Vandi Verma, Chefingenieurin für Roboterbetriebsmissionen bei JPL, verglich das System mit "dem Rover eine GPS-Funktion zu geben". Sie fügte hinzu: "Jetzt kann er seinen eigenen Standort auf dem Mars bestimmen." Diese Fähigkeit bedeutet, dass der Rover viel längere autonome Fahrten unternehmen kann, was eine breitere Erkundung des Planeten und die Sammlung wertvollerer wissenschaftlicher Daten ermöglicht. Entscheidend ist, dass das MGL-System so konzipiert ist, dass es anpassungsfähig ist und potenziell von fast jedem anderen Rover verwendet werden kann, der für schnelle, weitreichende Fahrten über Planetenoberflächen entwickelt wurde.

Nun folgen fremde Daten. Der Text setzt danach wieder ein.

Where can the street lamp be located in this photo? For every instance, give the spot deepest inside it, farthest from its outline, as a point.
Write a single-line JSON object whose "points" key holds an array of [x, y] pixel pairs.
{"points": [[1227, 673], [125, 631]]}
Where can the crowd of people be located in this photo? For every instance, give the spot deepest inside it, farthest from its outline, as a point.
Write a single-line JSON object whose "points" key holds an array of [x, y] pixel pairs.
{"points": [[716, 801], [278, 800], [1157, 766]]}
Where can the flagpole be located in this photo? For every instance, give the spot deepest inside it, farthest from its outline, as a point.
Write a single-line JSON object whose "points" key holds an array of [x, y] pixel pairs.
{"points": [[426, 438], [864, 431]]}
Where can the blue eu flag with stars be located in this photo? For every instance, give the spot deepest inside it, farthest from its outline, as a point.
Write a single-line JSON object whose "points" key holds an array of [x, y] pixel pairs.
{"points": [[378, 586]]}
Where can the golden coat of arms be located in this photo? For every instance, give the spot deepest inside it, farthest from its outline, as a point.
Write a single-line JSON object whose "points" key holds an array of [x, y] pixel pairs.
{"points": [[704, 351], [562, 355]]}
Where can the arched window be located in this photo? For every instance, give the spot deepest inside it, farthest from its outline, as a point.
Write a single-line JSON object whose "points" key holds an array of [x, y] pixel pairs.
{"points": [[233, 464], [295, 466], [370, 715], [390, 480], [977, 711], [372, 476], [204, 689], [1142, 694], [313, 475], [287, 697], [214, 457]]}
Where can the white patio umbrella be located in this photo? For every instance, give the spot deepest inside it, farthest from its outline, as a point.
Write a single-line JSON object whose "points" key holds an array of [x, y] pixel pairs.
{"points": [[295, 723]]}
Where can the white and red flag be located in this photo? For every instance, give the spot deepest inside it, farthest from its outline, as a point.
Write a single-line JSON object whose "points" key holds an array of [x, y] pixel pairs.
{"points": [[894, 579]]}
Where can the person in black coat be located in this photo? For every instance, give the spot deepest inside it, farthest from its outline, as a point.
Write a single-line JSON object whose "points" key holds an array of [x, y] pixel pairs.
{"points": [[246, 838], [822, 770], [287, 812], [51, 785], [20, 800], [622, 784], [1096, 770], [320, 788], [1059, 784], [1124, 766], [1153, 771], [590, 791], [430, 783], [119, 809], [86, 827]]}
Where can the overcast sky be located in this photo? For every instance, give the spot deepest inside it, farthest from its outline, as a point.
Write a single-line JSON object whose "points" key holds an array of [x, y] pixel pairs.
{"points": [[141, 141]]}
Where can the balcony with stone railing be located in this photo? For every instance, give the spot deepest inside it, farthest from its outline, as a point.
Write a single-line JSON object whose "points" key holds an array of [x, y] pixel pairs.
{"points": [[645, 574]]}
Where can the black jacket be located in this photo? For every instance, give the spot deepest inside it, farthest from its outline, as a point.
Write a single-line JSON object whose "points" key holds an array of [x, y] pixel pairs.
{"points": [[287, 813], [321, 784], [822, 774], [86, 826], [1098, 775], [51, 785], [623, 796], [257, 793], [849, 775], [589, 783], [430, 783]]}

Bis heute erstreckte sich die längste autonome Fahrt von Perseverance über 699,9 Meter in drei Tagen. Die Positionsunsicherheit verhinderte jedoch eine weitere Verlängerung dieser Distanz. Je größer die autonom zurückgelegte Strecke, desto größer wird die Positionsunsicherheit, was ein Risiko für die Sicherheit des Rovers darstellt. Illustrative Abbildungen zeigen, wie die Positionsunsicherheit des Rovers im Laufe der Zeit bei langen Fahrten durch enge Korridore ohne MGL zunimmt. Ohne dieses System wächst der potenzielle Fehler des Rovers, wodurch er effektiv verloren geht und ohne menschliches Eingreifen, um Panoramabilder manuell mit globalen Karten abzugleichen, nicht weiterfahren kann.

Die neue MGL-Methode ist erheblich leistungsfähiger. Obwohl sie weiterhin die Erfassung eines 360-Grad-Panoramas des aktuellen Rover-Standorts beinhaltet, eliminiert sie die Notwendigkeit menschlichen Eingreifens. Das System verwendet monochromatische rote Bilder, die den HiRISE-Bildern des Mars Reconnaissance Orbiter (MRO) sehr ähnlich sind. Diese Bilder werden, kombiniert mit von Orbitern erstellten Geländekarten, von einem Bordalgorithmus verarbeitet, um die Position des Rovers mit einer Genauigkeit von etwa 10 Zoll in nur etwa zwei Minuten präzise zu bestimmen.

Dieser technologische Sprung wird teilweise durch die Verfügbarkeit eines leistungsstarken Mikroprozessors an Bord von Perseverance ermöglicht, der zuvor der Kommunikation mit dem Ingenuity-Helikopter gewidmet war. Ingenuity, der "Sidekick" von Perseverance, war ein bemerkenswerter Erfolg und absolvierte 72 Flüge über drei Jahre, bevor seine Mission im Januar 2024 aufgrund von Rotorschäden endete. Mit dem Ende der Mission von Ingenuity wurde seine dedizierte Rechenleistung für die Verbesserung der Fähigkeiten von Perseverance, einschließlich des MGL-Systems, verfügbar.

Das System wurde erfolgreich über zwei Tage normaler Operationen getestet und demonstriert sein Potenzial, die Distanz, die Perseverance täglich ohne menschliche Hilfe zurücklegen kann, drastisch zu erhöhen. Da Perseverance auch wissenschaftliche Beobachtungen mit zunehmender Autonomie durchführen kann, verspricht das MGL-System erhebliche wissenschaftliche Erträge. Dieser Fortschritt stellt einen entscheidenden Schritt dar, um robotische Entdecker zu befähigen, Planetenoberflächen umfassender und effizienter zu durchqueren und zu untersuchen, und setzt einen neuen Standard für zukünftige Weltraumforschungsmissionen.